Production Configuration

For production deployments, store credentials in separate files:

File-Based Basic Authentication

prometheus.yml:

scrape_configs:
- job_name: 'webpdf'
static_configs:
- targets: ['webpdf-prod-01:8080', 'webpdf-prod-02:8080']
metrics_path: '/webPDF/metrics'
basic_auth:
username: 'prometheus'
password_file: '/etc/prometheus/webpdf_password.txt'
scrape_interval: 15s
scrape_timeout: 10s

/etc/prometheus/webpdf_password.txt:

your-secure-password

Set restrictive permissions:

chmod 600 /etc/prometheus/webpdf_password.txt
chown prometheus:prometheus /etc/prometheus/webpdf_password.txt

File-Based Bearer Token

prometheus.yml:

scrape_configs:
- job_name: 'webpdf'
static_configs:
- targets: ['webpdf-prod-01:8080', 'webpdf-prod-02:8080']
metrics_path: '/webPDF/metrics'
bearer_token_file: '/etc/prometheus/webpdf_token.txt'
scrape_interval: 15s
scrape_timeout: 10s

/etc/prometheus/webpdf_token.txt:

your-secure-api-token

Multiple Instances

For monitoring multiple webPDF instances, use labels to identify them:

scrape_configs:
- job_name: 'webpdf'
static_configs:
- targets: ['webpdf-prod-01:8080']
labels:
environment: 'production'
datacenter: 'us-east-1'
instance_name: 'webpdf-prod-01'
- targets: ['webpdf-prod-02:8080']
labels:
environment: 'production'
datacenter: 'us-west-1'
instance_name: 'webpdf-prod-02'
- targets: ['webpdf-staging:8080']
labels:
environment: 'staging'
datacenter: 'us-east-1'
instance_name: 'webpdf-staging'
metrics_path: '/webPDF/metrics'
basic_auth:
username: 'prometheus'
password_file: '/etc/prometheus/webpdf_password.txt'
scrape_interval: 15s

HTTPS Configuration

When webPDF uses TLS, configure HTTPS scraping:

scrape_configs:
- job_name: 'webpdf'
scheme: https
static_configs:
- targets: ['webpdf.example.com:8443']
metrics_path: '/webPDF/metrics'
bearer_token_file: '/etc/prometheus/webpdf_token.txt'
tls_config:
ca_file: /etc/prometheus/certs/ca.crt
# For self-signed certificates (not recommended):
# insecure_skip_verify: true
scrape_interval: 15s

Verify Scraping

Check Prometheus targets page to verify scraping is working:

http://prometheus-server:9090/targets

Look for:

  • State: UP (green) = successful scraping
  • State: DOWN (red) = scraping failed, check authentication/network

Grafana Integration

Grafana provides visualization and dashboards for Prometheus metrics.
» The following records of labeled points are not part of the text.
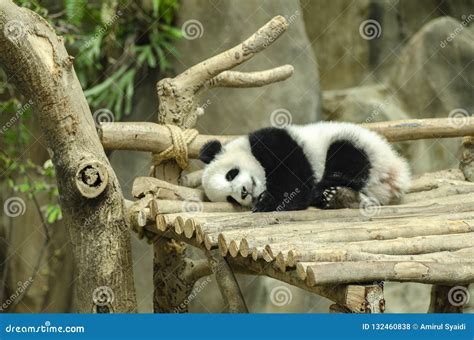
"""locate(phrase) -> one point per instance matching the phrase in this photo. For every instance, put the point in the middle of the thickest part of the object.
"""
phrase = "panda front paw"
(328, 195)
(265, 203)
(324, 199)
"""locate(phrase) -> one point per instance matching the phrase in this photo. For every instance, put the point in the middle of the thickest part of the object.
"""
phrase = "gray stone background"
(417, 64)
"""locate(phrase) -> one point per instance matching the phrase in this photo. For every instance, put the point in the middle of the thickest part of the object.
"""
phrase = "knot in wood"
(92, 179)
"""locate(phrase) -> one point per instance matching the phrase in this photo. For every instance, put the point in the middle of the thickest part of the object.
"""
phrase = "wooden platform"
(429, 238)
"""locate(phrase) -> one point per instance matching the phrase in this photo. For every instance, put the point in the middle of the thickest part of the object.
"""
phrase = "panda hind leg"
(337, 197)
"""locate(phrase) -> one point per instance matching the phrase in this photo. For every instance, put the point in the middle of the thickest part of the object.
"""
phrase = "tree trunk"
(90, 196)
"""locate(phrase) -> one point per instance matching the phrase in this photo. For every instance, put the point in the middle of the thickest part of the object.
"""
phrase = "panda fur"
(325, 164)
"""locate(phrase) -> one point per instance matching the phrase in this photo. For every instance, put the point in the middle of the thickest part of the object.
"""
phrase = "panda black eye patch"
(232, 200)
(231, 174)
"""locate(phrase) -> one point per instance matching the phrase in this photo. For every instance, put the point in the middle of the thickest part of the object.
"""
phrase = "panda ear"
(209, 151)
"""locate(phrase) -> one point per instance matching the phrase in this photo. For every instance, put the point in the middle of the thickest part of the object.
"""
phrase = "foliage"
(115, 44)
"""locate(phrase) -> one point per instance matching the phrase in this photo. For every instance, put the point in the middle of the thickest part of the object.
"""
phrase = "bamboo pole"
(367, 271)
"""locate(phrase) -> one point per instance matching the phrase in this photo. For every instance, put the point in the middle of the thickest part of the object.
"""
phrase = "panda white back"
(389, 176)
(326, 164)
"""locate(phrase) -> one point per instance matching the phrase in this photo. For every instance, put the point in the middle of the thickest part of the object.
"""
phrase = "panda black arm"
(289, 176)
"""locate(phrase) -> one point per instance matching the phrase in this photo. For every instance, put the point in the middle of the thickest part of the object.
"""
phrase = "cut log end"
(91, 179)
(222, 245)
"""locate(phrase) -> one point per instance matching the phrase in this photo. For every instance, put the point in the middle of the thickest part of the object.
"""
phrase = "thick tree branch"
(90, 195)
(250, 79)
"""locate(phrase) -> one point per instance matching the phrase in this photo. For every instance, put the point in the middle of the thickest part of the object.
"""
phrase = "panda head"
(232, 173)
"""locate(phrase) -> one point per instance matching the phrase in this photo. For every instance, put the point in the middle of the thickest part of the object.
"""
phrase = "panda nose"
(244, 193)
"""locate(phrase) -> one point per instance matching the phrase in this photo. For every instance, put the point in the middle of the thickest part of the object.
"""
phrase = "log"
(323, 232)
(357, 298)
(192, 179)
(165, 190)
(90, 196)
(368, 271)
(446, 257)
(155, 138)
(227, 283)
(308, 252)
(250, 79)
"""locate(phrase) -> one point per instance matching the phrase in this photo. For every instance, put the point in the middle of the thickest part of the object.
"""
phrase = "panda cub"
(326, 165)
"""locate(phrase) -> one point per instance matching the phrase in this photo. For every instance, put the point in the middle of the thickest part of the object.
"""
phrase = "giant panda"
(325, 165)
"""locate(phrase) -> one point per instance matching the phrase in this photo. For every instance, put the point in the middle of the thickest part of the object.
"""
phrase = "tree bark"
(90, 196)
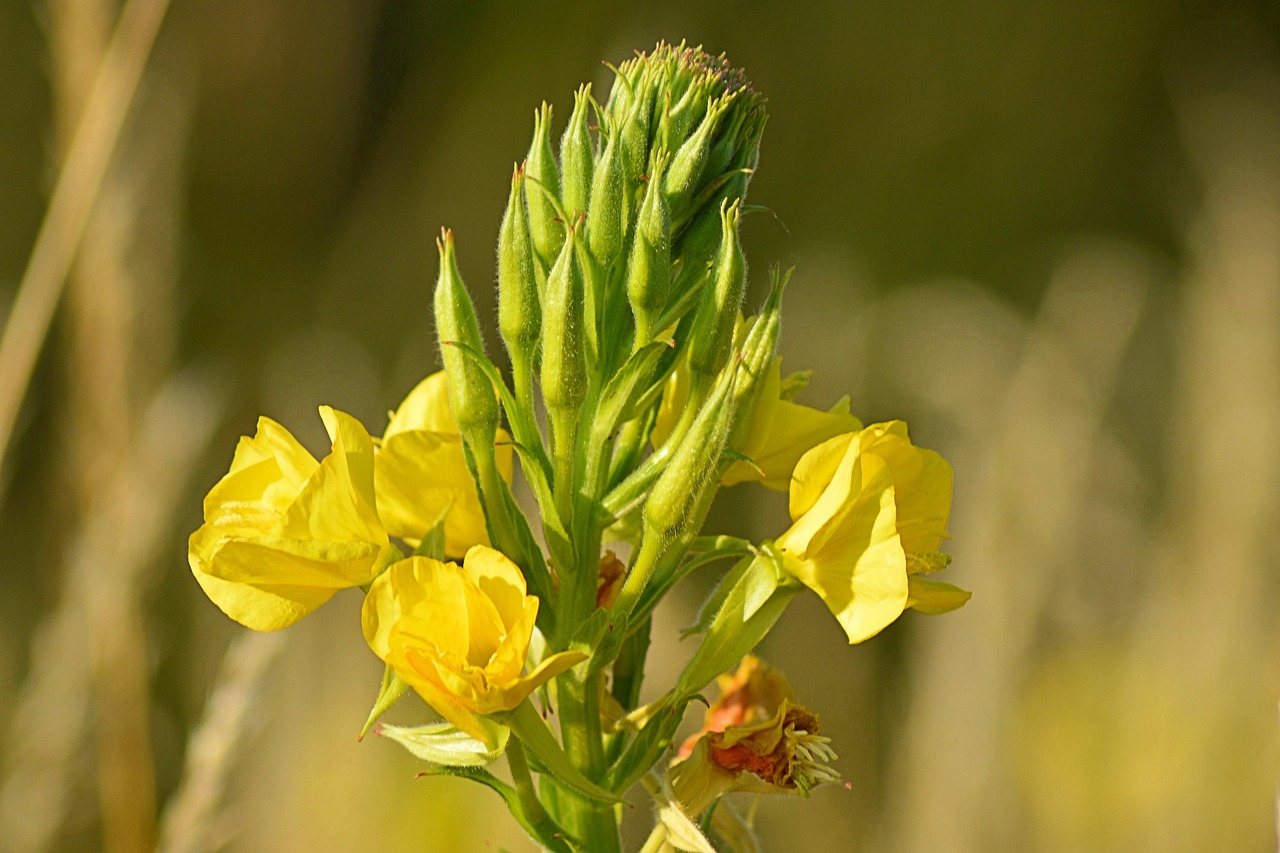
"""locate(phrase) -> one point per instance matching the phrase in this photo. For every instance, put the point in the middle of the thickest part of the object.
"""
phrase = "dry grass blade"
(81, 638)
(72, 203)
(190, 821)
Add Prometheus Data Source

  1. Open Grafana: http://grafana-server:3000
  2. Navigate to ConfigurationData Sources
  3. Click Add data source
  4. Select Prometheus
  5. Configure:
    • URL: http://prometheus-server:9090
    • Access: Server (default)
  6. Click Save & Test

Example Dashboard Panels

Request Rate

# Total request rate (requests per second)
rate(http_server_requests_count[5m])

# Request rate by endpoint
sum by (endpoint) (rate(http_server_requests_count[5m]))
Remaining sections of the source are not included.